On that day, says the LORD, you shall call me, “My
husband,” and no longer will you call me “My Baal (my master).”
-Hosea 2:5, 8, 14, 16
Throughout my life, since childhood if I may apply the lens of
hindsight, I have been longing for God, and God has been present to me. Perhaps
the Lord made in me the heart that longs for him/her, the heart aware of its
incompleteness without its Creator. I feel it in the way my heart responds to
God’s word and to creation. There is a strong, personal call. An invitation. I
know who God is to me and who I am to God: Lover and Beloved.
Looking over my life early in the retreat, I recollected some
of the experiences that have formed me. I saw many opportunities and challenges
which created a rich “curriculum” designed personally for me by the God of the
Universe. I knew without a doubt that this curriculum is preparing me for who
God wants me to be better than any of the formal programs I have envied. I am
grateful for this, and I am grateful in the hope that it is leading to service.
I also had ample time and opportunities to understand my
unfreedoms. The first one to come up was the Jesuits. Although I had already claimed
meaningful healing and freedom around the subjects of vocation and the Jesuits,
God showed me that my choice to nevertheless identify the Society of Jesus as
Good, to model my life determinedly off of their example, and to identify
myself in some unofficial or aspirational way as a lowercase jesuit, was a
rejection of the will of God working in my life and a limit to my freedom to
see and pursue what God has in store for me.

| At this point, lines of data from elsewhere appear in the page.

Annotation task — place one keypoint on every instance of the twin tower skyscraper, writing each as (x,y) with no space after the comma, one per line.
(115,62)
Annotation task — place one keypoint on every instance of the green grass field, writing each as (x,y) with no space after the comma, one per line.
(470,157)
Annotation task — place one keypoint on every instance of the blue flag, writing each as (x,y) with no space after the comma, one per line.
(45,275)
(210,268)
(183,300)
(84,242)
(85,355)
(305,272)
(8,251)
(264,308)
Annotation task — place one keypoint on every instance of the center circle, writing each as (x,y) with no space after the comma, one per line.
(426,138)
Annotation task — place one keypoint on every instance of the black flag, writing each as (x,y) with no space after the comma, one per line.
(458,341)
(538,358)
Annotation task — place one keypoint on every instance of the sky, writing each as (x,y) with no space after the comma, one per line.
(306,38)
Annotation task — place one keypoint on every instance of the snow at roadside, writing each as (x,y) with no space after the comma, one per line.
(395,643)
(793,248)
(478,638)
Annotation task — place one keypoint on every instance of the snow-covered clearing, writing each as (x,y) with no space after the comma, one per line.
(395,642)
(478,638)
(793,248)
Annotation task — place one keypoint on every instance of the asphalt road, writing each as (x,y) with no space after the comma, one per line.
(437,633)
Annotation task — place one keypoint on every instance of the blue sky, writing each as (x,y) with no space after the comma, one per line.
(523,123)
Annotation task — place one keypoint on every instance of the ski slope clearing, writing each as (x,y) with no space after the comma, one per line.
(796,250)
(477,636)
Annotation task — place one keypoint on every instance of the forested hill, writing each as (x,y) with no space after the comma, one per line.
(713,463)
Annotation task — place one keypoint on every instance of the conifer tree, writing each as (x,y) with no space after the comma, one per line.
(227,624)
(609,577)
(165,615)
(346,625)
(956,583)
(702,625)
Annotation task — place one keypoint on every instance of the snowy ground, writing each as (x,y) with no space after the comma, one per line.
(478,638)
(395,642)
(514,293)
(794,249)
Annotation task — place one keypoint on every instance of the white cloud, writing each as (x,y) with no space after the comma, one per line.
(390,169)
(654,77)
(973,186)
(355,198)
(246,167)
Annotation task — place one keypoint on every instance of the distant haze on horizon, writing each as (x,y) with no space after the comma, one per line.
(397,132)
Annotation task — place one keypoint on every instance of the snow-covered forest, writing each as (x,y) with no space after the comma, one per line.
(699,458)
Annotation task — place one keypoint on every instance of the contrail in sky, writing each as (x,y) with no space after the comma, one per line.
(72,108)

This past June, on a graced day of prayer, God asked, “will
you come on a different path with me?” I said in reply, “I will. Here I am.” Now,
as a new man, I embrace the New Path again. In doing so I feel open, available.
One grace from my long retreat is the sense of my God taking
me by the hand and leading me into the wilderness, to be his/her Beloved and to
do a new thing with him/her. My heart answers with an unequivocal, joyful “yes.”